Here, the argument seemed to go, another part of the Bible is taking Genesis 1 as speaking of seven concrete twenty-four days as the reason for the Sabbath command. Therefore, Genesis 1 is to be taken literally, and Genesis 2 less so.
The difficulty, is that the NT draws upon the chronology of chapter 2 and not the chronology of chapter 1 to make its points about how to live:
1 Timothy 2:11-15 Let a woman quietly receive instruction with entire submissiveness. But I do not allow a woman to teach or exercise authority over a man, but to remain quiet. For it was Adam who was first created, and then Eve. And it was not Adam who was deceived, but the woman being quite deceived, fell into transgression.
1 Corinthians 11:7-9 For a man ought not to have his head covered, since he is the image and glory of God; but the woman is the glory of man. For man does not originate from woman, but woman from man; for indeed man was not created for the woman's sake, but woman for the man's sake.
In both passages, implications for how men and women are to live are drawn from the chronology of Genesis 2.
It could be suggested that this is the only part of chapter 2 that is a literal chronology—that in the sixth day of creation, God made man first, some of the stuff of chapter 2 ‘kind of’ happened and then Eve was created. But that kind of speculative exegesis is exceptionally strained and distorts the meaning of both chapters—you’ve essentially fused them together to create your own Genesis chapter 1.5.
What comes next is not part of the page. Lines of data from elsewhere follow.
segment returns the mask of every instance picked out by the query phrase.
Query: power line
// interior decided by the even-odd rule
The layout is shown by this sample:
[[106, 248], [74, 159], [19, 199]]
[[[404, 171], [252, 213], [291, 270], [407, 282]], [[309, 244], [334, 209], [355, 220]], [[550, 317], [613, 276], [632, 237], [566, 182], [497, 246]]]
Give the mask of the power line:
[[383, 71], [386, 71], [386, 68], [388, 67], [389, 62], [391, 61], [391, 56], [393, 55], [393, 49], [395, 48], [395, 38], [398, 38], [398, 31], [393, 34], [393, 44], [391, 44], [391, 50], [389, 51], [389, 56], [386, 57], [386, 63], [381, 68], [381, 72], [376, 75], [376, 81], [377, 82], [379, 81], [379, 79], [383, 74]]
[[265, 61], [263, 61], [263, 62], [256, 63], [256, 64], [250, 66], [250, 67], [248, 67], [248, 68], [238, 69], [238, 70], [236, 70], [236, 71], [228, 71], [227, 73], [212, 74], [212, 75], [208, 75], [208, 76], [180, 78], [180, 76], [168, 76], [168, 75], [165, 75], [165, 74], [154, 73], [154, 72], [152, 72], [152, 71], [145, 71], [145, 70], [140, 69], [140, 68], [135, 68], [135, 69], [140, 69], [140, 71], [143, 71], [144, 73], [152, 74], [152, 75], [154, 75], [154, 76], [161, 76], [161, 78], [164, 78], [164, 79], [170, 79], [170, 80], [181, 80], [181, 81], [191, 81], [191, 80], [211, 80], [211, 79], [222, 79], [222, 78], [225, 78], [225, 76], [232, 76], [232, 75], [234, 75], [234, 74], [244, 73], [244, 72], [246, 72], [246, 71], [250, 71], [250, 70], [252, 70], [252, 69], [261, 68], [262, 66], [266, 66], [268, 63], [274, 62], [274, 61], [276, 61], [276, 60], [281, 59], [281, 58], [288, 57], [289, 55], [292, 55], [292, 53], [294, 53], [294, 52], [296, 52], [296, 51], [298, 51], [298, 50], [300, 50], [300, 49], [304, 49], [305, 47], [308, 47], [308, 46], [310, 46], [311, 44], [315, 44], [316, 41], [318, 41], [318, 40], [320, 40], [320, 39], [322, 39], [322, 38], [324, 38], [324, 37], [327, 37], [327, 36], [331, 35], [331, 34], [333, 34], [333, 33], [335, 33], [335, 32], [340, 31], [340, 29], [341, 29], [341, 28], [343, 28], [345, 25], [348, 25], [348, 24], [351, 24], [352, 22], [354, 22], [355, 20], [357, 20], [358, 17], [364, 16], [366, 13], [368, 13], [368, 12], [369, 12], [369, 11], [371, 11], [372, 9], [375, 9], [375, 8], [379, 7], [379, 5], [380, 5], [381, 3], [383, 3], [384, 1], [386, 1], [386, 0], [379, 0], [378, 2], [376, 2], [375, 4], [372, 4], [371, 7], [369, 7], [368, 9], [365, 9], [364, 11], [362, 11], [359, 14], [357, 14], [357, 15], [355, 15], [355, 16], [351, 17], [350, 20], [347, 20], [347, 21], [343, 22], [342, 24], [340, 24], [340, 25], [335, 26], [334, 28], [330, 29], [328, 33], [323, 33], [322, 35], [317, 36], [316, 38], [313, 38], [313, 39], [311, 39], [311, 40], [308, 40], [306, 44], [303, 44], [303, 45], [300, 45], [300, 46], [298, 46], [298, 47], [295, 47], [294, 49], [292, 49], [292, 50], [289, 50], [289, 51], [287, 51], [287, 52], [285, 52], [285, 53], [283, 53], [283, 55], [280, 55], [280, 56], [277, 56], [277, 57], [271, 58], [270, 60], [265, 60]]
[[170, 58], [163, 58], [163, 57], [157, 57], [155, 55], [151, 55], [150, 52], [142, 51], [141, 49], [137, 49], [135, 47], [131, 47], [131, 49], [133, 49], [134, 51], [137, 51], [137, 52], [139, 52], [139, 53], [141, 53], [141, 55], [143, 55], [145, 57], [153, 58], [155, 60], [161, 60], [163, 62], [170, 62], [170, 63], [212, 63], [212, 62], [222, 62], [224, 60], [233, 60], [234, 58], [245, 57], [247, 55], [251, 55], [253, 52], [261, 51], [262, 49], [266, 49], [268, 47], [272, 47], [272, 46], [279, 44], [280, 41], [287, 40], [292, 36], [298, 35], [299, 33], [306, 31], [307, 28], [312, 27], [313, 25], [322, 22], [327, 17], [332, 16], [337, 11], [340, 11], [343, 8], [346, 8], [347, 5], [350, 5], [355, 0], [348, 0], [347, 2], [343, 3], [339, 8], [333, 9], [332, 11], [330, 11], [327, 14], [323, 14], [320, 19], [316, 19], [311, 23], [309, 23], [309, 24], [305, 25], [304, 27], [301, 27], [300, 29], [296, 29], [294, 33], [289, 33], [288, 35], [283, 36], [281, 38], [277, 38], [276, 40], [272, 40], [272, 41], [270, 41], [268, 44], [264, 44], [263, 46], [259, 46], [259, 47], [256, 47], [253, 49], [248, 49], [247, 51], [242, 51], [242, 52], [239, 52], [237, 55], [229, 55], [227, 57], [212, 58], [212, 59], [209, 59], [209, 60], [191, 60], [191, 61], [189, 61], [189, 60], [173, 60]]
In other words, even for the Creation Scientist another part of the Bible can appeal to the chronology of a ‘non-literal’ part of Genesis to make authorative demands on God’s people. Exodus 20 appeals to days in chapter one. Paul appeals to the chronology of chapter two. And both Genesis 1 and Genesis 2 can’t be historical chronologies, because they can’t be reconciled.
Whichever way you go there, you can’t just point to a passage like Exodus 20 to show that the days are meant to be historical twenty-four days and Genesis 2 is less literal. Because the exact same argument can be derived from Paul to ‘prove’ the historical chronology of chapter 2 and hence the less literal nature of chapter one.
And if the same type of argument can be run twice from the same body of evidence to deduce mutually incompatible results, that indicates that the argument itself is wrong.
One part of the Bible using the chronology of Genesis to establish a point about how God’s people are to live shows that Genesis is designed to tell us how to live. It doesn’t establish that it was meant to offer us a ‘better science’, by telling us what we would have seen if we had been there.
It may do that as well, but the Sabbath command doesn’t prove it.